2024.10.27
We can never know what to want, because, living only one life, we can neither compare it with our previous lives nor perfect it in our lives to come.
Necessity knows no magic formulae--they are all left to chance. If a love is to be unforgettable, fortuities must immediately start fluttering down to it like birds to Francis of Assisi's shoulders.
Karenin was not overjoyed by the move to Switzerland. Karenin hated change. Dog time cannot be plotted along a straight line; it does not move on and on, from one thing to the next. It moves in a circle like the hands of a clock, which--they, too, unwilling to dash madly ahead--turn round and round the face, day in and day out following the same path. In Prague, when Tomas and Tereza bought a new chair or moved a flower pot, Karenin would look on in displeasure. It disturbed his sense of time.
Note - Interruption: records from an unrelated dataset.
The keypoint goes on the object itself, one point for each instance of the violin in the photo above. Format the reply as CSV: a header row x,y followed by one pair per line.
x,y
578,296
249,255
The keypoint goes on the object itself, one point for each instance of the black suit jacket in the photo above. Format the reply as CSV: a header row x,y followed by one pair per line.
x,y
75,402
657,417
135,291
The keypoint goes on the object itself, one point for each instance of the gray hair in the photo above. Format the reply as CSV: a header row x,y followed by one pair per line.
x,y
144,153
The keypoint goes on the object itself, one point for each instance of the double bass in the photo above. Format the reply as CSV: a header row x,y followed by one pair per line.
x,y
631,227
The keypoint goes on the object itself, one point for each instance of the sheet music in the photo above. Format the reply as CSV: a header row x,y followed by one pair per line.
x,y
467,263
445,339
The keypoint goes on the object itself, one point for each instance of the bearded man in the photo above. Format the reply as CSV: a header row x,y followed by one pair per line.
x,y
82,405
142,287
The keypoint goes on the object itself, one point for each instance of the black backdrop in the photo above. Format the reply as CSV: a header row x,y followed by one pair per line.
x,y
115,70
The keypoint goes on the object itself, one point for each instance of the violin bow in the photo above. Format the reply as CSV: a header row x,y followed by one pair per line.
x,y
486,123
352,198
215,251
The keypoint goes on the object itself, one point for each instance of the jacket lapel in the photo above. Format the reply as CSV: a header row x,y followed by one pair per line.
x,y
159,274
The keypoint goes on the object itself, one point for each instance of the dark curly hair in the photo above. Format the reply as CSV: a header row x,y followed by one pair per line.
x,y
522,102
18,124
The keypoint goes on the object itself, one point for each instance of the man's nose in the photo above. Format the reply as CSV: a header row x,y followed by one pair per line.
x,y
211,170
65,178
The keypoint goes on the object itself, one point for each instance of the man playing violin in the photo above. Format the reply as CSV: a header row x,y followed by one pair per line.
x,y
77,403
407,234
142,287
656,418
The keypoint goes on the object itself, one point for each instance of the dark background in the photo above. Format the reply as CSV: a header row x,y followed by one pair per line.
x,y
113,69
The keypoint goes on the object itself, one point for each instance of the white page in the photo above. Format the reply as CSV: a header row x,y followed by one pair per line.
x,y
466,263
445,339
It was as though they were trying to dupe the hands of the clock by changing the numbers on its face.
But when the strong were too weak to hurt the weak, the weak had to be strong enough to leave.
While people are fairly young and the musical composition of their lives is still in its opening bars, they can go about writing it together and exchange motifs (the way Tomas and Sabina exchanged the motif of the bowler hat), but if they meet when they are older, like Franz and Sabina, their musical compositions are more or less complete, and every motif, every object, every word means something different to each of them.
Living for Sabina meant seeing. Seeing is limited by two borders: strong light, which blinds, and total darkness. Perhaps that was what motivated Sabina's distaste for all extremism. Extremes mean borders beyond which life ends, and a passion for extremism, in art and in politics, is a veiled longing for death.
But deep down she said to herself, Franz may be strong, but his strength is directed outward; when it comes to the people he lives with, the people he loves, he's weak. Franz's weakness is called goodness. Franz would never give Sabina orders. He would never command her, as Tomas had, to lay the mirror on the floor and walk back and forth on it naked. Not that he lacks sensuality; he simply lacks the strength to give orders. There are things that can be accomplished only by violence. Physical love is unthinkable without violence.
She answered herself: When graves are covered with stones, the dead can no longer get out.
But the dead can't get out anyway! What difference does it make whether they're covered with soil or stones?
The difference is that if a grave is covered with a stone it means we don't want the deceased to come back. The heavy stone tells the deceased, "Stay where you are!"
That made Sabina think about her father's grave. There was soil above his grave with flowers growing out of it and a maple tree reaching down to it, and the roots and flowers offered his corpse a path out of the grave. If her father had been covered with a stone, she would never have been able to communicate with him after he died, and hear his voice in the trees pardoning her.
Anyone who thinks that the Communist regimes of Central Europe are exclusively the work of criminals is overlooking a basic truth: the criminal regimes were made not by criminals but by enthusiasts convinced they had discovered the only road to paradise. They defended that road so valiantly that they were forced to execute many people. Later it became clear that there was no paradise, that the enthusiasts were therefore murderers.
By the word "nonlove" I do not wish to imply that he took a cynical attitude to the young woman, that, as present-day parlance has it, he looked upon her as a sex object; on the contrary, he was quite fond of her, valued her character and intelligence, and was willing to come to her aid if ever she needed him. He was not the one who behaved shamefully towards her; it was his memory, for it was his memory that, unbeknown to him, had excluded her from the sphere of love.
The brain appears to possess a special area which we might call *poetic memory* and which records everything that charms or touches us, that makes our lives beautiful. From the time he met Tereza, no woman had the right to leave the slightest impression on that part of his brain.
"I used to admire believers," Tomas continued. "I thought they had an odd transcendental way of perceiving things which was closed to me. Like clairvoyants, you might say. But my son's experience proves that faith is actually quite a simple matter. He was down and out, the Catholics took him in, and before he knew it, he had faith. So it was gratitude that decided the issue, most likely. Human decisions are terribly simple."
On they danced to the strains of the piano and violin. Tereza leaned her head on Tomas's shoulder. Just as she had when they flew together in the airplane through the storm clouds. She was experiencing the same odd happiness and odd sadness as then. The sadness meant: we are at the last station. The happiness meant: we are together. The sadness was form, the happiness content. Happiness filled the space of sadness.